UEFA European Championship Top Goal Scorers

The UEFA European Championship has been graced by some of the finest goal-scorers in football history.

These players have lit up the tournament with their exceptional goal-scoring prowess, providing fans with unforgettable moments of brilliance.

Michel Platini (France)

Platini’s performance in the 1984 European Championship is the stuff of legend.

He scored an astonishing 9 goals in the tournament, leading France to their first major international trophy.

His record of 9 goals in a single tournament still stands today.

Cristiano Ronaldo (Portugal)

One of the greatest players of his generation, Ronaldo has been a consistent performer in the European Championship.

Over four tournaments from 2004 to 2016, he has scored a total of 9 goals.

Alan Shearer (England)

Shearer was the leading light for England in the 1996 European Championship, scoring 5 goals in the tournament.

He added another 2 goals in Euro 2000, taking his total tally to 7.

Antoine Griezmann (France)

Griezmann was the star of Euro 2016, scoring 6 goals in the tournament and leading France to the final.

Ruud van Nistelrooy (Netherlands) and Patrick Kluivert (Netherlands)

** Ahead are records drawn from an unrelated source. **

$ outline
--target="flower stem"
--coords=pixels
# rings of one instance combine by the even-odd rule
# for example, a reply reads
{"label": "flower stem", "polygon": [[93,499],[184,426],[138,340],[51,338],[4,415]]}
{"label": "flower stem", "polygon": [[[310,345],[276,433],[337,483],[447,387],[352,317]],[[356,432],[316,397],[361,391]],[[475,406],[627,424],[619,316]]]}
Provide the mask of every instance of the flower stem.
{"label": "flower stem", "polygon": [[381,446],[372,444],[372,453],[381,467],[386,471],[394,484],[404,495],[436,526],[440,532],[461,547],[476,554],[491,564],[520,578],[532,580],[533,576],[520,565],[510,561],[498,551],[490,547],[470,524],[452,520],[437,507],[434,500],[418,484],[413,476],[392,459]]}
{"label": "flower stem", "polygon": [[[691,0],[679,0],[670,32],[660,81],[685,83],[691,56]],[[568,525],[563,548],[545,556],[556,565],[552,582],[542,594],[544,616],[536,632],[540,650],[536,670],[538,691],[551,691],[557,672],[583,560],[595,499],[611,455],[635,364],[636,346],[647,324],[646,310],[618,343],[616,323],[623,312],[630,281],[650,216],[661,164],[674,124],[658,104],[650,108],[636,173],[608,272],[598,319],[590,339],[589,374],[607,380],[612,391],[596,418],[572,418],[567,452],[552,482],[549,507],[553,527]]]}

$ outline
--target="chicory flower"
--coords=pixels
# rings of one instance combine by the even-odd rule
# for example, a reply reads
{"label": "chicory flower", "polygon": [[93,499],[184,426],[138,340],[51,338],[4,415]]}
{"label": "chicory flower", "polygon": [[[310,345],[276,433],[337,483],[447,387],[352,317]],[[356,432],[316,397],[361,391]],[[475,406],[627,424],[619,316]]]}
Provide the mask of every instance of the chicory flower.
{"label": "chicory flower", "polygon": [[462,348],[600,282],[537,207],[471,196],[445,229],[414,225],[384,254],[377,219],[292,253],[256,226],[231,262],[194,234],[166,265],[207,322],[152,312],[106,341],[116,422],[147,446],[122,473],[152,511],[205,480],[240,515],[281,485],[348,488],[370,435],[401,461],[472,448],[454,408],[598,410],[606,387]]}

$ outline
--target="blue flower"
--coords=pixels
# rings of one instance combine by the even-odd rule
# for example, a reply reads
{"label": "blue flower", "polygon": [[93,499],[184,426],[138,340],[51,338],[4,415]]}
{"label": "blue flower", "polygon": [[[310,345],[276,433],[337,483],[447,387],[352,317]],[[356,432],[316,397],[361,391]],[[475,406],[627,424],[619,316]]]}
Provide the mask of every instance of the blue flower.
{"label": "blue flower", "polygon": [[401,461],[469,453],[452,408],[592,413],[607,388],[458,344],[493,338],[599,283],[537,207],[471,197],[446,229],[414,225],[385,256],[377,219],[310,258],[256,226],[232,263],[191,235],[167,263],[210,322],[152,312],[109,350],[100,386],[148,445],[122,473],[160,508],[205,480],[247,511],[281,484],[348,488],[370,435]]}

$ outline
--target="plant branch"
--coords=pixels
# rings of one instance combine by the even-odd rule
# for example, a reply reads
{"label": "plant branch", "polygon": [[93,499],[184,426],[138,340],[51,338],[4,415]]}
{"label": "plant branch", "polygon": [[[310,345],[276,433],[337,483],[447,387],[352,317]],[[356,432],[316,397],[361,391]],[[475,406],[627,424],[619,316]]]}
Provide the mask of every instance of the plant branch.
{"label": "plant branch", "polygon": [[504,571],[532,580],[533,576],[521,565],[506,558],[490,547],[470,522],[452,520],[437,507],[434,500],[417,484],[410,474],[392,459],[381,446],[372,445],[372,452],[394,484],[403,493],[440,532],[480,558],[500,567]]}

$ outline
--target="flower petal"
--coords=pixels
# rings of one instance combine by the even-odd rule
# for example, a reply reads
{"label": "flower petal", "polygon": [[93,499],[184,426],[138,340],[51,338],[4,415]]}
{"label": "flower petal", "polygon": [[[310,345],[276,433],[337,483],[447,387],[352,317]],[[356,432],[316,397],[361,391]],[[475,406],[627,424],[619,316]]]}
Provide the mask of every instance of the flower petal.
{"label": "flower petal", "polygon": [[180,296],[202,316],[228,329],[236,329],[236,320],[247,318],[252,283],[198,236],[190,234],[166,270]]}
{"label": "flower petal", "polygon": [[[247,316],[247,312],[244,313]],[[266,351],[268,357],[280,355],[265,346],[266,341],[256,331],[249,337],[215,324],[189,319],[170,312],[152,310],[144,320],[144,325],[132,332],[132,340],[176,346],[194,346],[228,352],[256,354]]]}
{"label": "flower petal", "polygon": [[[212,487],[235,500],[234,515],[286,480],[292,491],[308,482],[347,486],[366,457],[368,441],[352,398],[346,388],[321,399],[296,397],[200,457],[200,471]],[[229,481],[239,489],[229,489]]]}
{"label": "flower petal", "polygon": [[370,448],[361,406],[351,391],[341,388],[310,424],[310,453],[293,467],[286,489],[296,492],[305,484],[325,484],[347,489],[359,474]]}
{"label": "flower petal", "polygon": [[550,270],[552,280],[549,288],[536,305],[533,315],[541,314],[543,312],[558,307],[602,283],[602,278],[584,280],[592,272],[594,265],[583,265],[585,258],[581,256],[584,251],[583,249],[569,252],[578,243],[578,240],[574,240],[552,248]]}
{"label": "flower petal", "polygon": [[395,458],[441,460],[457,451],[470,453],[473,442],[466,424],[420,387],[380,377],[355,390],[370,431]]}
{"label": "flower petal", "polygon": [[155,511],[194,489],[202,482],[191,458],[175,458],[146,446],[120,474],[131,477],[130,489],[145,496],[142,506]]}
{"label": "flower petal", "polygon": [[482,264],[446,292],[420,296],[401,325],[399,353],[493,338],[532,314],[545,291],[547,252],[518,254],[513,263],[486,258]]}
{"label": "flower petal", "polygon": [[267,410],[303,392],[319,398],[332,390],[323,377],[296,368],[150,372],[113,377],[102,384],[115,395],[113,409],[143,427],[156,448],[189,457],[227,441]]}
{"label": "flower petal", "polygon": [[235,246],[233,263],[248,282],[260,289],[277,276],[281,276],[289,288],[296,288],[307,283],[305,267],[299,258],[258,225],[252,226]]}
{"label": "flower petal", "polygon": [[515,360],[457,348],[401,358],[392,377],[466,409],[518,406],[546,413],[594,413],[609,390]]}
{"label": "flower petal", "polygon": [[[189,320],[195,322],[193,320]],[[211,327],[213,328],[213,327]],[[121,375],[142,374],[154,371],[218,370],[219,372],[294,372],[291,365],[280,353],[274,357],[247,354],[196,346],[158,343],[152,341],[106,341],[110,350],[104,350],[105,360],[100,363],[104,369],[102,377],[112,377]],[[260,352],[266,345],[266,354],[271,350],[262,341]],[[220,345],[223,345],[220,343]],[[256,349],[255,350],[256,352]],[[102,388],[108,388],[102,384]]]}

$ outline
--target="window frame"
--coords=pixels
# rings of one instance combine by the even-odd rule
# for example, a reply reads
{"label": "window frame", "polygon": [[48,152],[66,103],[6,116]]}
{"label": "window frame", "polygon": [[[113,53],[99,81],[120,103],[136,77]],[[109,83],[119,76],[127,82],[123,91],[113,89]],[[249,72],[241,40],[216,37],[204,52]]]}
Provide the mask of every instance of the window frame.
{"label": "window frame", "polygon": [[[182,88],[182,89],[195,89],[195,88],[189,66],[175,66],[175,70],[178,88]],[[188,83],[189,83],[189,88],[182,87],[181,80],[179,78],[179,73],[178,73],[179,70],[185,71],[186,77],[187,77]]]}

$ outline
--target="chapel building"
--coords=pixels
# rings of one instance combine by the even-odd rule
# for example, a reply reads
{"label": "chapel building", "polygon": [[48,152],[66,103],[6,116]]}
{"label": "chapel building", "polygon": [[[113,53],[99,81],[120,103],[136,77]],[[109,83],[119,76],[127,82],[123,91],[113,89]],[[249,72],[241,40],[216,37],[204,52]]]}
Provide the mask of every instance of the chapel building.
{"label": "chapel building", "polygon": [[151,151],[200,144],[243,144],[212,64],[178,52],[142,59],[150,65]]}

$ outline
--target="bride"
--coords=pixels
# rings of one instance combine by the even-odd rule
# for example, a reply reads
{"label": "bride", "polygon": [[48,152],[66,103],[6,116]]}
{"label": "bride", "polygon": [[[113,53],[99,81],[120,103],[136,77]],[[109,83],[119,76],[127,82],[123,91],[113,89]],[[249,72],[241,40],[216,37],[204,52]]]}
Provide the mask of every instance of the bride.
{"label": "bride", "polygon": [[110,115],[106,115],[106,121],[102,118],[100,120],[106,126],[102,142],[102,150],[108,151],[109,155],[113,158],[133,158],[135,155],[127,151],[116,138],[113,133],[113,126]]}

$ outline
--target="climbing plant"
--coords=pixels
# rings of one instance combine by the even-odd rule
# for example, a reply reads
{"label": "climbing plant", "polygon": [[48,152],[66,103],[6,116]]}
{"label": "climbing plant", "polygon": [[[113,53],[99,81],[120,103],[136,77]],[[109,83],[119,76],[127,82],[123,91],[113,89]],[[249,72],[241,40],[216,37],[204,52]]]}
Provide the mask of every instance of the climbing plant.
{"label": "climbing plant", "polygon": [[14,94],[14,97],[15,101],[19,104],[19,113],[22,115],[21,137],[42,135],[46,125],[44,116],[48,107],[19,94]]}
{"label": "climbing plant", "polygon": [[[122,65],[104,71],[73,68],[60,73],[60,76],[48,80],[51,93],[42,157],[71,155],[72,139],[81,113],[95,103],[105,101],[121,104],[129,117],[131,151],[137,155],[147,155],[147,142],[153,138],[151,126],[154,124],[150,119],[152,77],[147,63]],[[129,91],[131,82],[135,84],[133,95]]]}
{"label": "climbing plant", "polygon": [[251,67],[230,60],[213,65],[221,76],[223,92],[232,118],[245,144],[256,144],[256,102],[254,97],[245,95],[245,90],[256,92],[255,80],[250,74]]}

Both Dutch strikers have scored 6 goals in the European Championship, showcasing their goal-scoring abilities on the biggest stage in European football.

These players have left an indelible mark on the European Championship with their goal-scoring exploits.

Their performances have not only helped their teams achieve success but have also thrilled fans around the world.

(Note: The statistics are accurate as of the last tournament in 2020. The rankings can change after Euro 2024.)